LOS ANGELES Like any grandparent helping a daughter with a new baby and two active toddlers, Barbara Shellow was busy changing diapers, giving baths, reading stories and playing games. The routine had her huffing and puffing, out of sorts, tired, losing weight.But the Los Angeles grandmother did not give much thought to those symptoms 11 years ago. It was Idaho, in winter. “I blamed it on the altitude, the weather, and running around after three little kids,” she says.
Like the majority of women who are eventually diagnosed with ovarian cancer, Shellow's symptoms - fatigue, bloating, stomach upset, changes in bowel habits, loss of appetite - were as vague as they are common. She chalked them up to life and, like so many women with the disease, waited too long to go to the doctor.
The very banality of this cancer's early symptoms is what makes it so deadly - that and the fact that there is no early-screening tool, such as a mammogram for breast cancer or a Pap smear test for cervical cancer, to either reassure women that they're healthy or find cells at early and highly curable stages.
As a result, the majority of women diagnosed with ovarian cancer are already in the late stages, 3 or 4, meaning it has already escaped the ovaries.
”Ovarian cancer is our albatross in ob-gyn oncology,” says Dr Beth Karlan, director of the Women's Cancer Research Institute at Cedars-Sinai Medical Center in Los Angeles. But with care, some patients will see more years than they dreamed possible when they first heard the dreaded diagnosis.
”Ten additional years is nothing to sneeze at,” Karlan says. “And the beauty of it is seeing how some of these women live each and every day of those added years.”
Ovarian cancer's stealthy onset makes it far more worrisome than its prevalence would indicate. There are 22,000 cases diagnosed each year, and a woman's lifetime risk of ovarian cancer is about 1 in 70. That compares with a 1 in 8 lifetime risk of breast cancer. “It's an infrequent disease,” says Dr. Carmel J. Cohen, professor of gynaecology at the Mount Sinai School of Medicine in New York and co-chairman of the Ovarian Cancer Research Fund.
But compared with breast cancer, the risk of dying of ovarian cancer hasn't improved much in the past 30 years. From the late 1970s to today, the five-year survival rate for breast cancer rose from 75 per cent to 89 per cent. In that time, five-year survival rates for ovarian cancer went from 38 per cent to 46 per cent today.
In the past decade, the ovarian cancer mortality rate has stayed the same, even as breast cancer mortality has dropped by about two per cent a year.
The elusive goal for ovarian cancer is a simple test, like the Pap test for cervical cancer, that would find the disease early enough for it to be cured. Cervical cancer has known precursors abnormal cells that show up years before cancer develops. And the annual Pap can find them. It's not perfect, but if a woman has a Pap every year, even if the precursors are missed one year they'll almost certainly show up the next - long before the eight to 10 years it takes for the cells to develop into cervical cancer.
If ovarian cancer has similar precursors, they are hidden in the ovaries, and medicine hasn't learned how to get at them for routine screening. So women and their doctors remain unaware of the disease as it develops into Stage 1 cancer and beyond.
”In the first stage, ovarian cancer can be cured 95 per cent of the time,” says Dr Robert Morgan, oncologist and researcher at the City of Hope National Medical Center. But fewer than 20 per cent of women find it that early.
So far, the only test for ovarian cancer is the CA125 test, a blood test that measures a protein found in greater concentration in ovarian cancer cells than in other cells. But as a screening tool, the test is not specific enough. About 20 per cent of women with ovarian cancer don't have an elevated CA125 count at the time of diagnosis. And of those who do have a high count, only about two per cent have ovarian cancer.
Combined with an ultrasound examination of the ovaries, the test can be useful for women at high risk for ovarian cancer those with a family history of the disease; who carry the BRCA1 or BRCA2 gene; or who have had breast cancer. But even then, the test provides only short-term reassurance.
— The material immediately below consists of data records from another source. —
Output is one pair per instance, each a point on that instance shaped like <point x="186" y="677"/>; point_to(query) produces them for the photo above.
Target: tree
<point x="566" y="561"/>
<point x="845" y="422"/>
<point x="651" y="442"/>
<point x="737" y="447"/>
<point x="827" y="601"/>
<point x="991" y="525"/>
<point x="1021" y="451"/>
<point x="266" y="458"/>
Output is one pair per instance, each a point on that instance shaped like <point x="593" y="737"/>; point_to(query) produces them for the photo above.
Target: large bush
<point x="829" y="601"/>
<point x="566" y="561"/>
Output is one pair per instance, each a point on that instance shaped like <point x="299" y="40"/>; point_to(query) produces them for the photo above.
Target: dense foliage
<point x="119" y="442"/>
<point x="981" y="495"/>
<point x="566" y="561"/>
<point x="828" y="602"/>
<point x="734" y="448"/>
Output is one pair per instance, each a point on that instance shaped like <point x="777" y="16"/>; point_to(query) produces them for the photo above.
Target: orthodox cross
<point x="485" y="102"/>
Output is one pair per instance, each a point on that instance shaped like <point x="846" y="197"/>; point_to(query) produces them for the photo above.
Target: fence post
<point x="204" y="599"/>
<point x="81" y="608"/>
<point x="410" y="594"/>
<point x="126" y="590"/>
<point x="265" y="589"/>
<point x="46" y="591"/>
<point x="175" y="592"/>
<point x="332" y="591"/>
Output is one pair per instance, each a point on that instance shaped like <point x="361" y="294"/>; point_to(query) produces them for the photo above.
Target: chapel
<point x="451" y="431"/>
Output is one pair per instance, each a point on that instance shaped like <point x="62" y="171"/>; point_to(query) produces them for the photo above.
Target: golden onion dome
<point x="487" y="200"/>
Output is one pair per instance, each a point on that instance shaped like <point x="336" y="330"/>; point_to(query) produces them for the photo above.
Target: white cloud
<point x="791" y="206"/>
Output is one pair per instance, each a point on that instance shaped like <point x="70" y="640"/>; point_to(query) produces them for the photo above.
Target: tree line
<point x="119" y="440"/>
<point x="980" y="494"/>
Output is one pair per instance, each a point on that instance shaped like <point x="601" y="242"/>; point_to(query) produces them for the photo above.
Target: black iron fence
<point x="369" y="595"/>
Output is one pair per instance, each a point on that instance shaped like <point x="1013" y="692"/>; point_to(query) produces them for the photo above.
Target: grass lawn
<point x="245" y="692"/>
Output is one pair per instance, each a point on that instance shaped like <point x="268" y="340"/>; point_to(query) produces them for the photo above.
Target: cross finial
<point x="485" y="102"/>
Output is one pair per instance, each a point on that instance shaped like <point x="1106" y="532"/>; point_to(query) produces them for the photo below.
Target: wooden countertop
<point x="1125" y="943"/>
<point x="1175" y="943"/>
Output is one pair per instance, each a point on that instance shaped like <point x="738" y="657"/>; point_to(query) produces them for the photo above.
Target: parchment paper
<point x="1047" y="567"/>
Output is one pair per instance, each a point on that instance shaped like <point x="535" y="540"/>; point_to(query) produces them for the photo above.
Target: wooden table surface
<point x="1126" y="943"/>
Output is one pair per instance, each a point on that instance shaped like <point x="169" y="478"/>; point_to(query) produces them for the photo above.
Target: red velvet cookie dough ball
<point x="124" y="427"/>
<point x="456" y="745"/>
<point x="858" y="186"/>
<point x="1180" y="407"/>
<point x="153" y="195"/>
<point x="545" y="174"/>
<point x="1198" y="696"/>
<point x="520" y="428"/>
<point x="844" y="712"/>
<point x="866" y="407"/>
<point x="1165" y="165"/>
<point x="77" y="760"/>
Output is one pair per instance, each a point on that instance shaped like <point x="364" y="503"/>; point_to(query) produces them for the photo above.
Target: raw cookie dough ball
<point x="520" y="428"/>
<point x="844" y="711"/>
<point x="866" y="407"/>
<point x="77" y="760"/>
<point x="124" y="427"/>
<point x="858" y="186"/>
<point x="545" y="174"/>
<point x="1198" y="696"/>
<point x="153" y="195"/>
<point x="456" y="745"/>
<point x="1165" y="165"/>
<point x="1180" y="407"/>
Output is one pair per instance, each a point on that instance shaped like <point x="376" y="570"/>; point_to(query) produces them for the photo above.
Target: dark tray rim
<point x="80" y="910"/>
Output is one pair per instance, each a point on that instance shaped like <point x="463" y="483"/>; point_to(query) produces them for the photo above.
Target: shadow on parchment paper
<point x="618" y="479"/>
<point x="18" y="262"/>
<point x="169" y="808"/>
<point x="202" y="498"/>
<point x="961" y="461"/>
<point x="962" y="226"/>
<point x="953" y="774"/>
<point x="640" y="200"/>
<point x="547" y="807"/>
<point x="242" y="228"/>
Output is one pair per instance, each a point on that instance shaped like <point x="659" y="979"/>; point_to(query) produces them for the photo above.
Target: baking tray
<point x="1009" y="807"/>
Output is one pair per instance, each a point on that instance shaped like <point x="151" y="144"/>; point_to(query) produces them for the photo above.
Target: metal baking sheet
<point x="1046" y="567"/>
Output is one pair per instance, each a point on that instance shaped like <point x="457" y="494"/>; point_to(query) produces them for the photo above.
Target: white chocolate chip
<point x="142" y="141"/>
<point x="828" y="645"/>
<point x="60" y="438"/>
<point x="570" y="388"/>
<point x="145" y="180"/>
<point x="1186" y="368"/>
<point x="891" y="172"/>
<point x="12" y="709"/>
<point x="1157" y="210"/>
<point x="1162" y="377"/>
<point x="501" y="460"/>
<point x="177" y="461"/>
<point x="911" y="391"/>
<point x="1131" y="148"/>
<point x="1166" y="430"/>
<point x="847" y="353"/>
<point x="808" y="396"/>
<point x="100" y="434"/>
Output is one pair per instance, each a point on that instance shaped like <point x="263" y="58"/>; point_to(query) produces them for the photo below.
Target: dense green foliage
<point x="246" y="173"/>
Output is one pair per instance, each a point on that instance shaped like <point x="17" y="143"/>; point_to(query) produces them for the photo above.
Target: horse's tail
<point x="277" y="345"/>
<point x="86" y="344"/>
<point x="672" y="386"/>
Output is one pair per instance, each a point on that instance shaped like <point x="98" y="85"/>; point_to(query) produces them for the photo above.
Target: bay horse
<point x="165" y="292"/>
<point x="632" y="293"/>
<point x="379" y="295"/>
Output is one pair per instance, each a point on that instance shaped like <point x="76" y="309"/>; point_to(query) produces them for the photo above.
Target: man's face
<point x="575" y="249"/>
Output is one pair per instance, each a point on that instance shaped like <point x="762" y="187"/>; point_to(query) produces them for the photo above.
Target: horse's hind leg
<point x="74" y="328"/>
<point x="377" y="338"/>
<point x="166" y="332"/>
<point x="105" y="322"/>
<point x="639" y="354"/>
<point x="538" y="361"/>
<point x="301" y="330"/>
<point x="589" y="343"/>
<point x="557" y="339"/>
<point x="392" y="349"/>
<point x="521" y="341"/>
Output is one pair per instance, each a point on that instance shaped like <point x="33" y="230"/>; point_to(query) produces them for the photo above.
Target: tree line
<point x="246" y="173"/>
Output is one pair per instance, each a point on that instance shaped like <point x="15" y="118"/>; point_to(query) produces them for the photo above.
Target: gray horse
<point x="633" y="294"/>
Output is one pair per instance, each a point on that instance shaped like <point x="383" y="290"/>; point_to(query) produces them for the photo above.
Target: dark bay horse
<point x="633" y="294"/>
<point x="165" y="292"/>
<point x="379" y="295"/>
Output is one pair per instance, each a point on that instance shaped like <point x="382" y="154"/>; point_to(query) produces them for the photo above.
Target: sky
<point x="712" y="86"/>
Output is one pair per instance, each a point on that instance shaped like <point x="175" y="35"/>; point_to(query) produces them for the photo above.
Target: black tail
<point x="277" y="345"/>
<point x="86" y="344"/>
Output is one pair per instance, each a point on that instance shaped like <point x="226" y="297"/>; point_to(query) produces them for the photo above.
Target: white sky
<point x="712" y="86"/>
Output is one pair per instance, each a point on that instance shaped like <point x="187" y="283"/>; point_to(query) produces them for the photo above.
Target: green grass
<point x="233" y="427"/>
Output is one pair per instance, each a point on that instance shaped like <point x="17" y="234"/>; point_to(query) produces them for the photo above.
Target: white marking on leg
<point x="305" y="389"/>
And so use of the CA125 test is limited largely to monitoring women who know they have ovarian cancer to see how well chemotherapy is controlling the spread of the disease.
There have been disappointments in the search for a better test. A few years ago, a test called OvaCheck offered great promise, only to fall flat as experts questioned its ability to test women outside a laboratory setting.
The same hope and fear is percolating over a new test, OvaSure, which measures CA125 and five other proteins in the blood that are produced by a tumour or in reaction to one.
In a February study in the journal Clinical Cancer Research, the test correctly classified samples in 221 of 224 women, some of whom had ovarian cancer and others who did not. But experts say that the cancers identified were from women who already were diagnosed with ovarian cancer, and thus the test has yet to be proven as an early screening tool.
OvaSure has been available for use in doctors' offices since June without approval from the Food and Drug Administration. The test did not need such approval because of an FDA rule exempting tests handled at a single laboratory. All OvaSure samples are sent to LabCorp, the clinical laboratory company based in Burlington, N.C., that offers the test.
But in July, the Society of Gynecologic Oncologists issued a statement saying that the test needs additional research. And in September, the FDA wrote to LabCorp expressing the same concern and telling the company it does, indeed, need FDA permission before OvaSure can be marketed. The agency and the company remain in discussions.
Roughly 20 per cent to 30 per cent of late-stage ovarian cancer patients will survive longer than five years. “During that time you need a specialist who can help you see the optimal next steps, someone guiding you,” Karlan says.
More than a decade after her diagnosis, Shellow is one of the lucky ones. At the onset, she had surgery - an hours-long procedure, in which a surgeon examines the peritoneal cavity, searching for every sign of escaped, floating tumours and plucking them out. The more thorough the surgeon is at removing tumours, the better the odds that a woman will survive longer.
After Shellow's surgery and chemotherapy came the relief of remission and then, five times, the heartbreak of recurrence. Each time, she's tried something new another round of chemotherapy, a clinical trial, an experimental protocol. “They all did the trick, put me in remission for 12 to 15 months or more,” she says.
Her bad luck in inheriting the BRCA2 gene meant that she had a much greater risk of ovarian cancer in the first place. (The gene also raises the risk of breast cancer; Shellow is a breast cancer survivor.) But that gene mutation turned in her favour for treatment, because science has learned a lot about the BRCA mutations.
”Her tumour's molecular signature is sensitive to certain chemotherapy drugs, in particular the platinum agents. So we were able to choose combinations of chemotherapy that took advantage of that,” Karlan says. “It played a role in her long survival, in our ability to personalise her treatment prescription.”
Today Shellow is taking eight pills a day, drugs known as PARP inhibitors that may specifically target BRCA-related cancers. “You try to soldier on through all these things with a good attitude,” she says.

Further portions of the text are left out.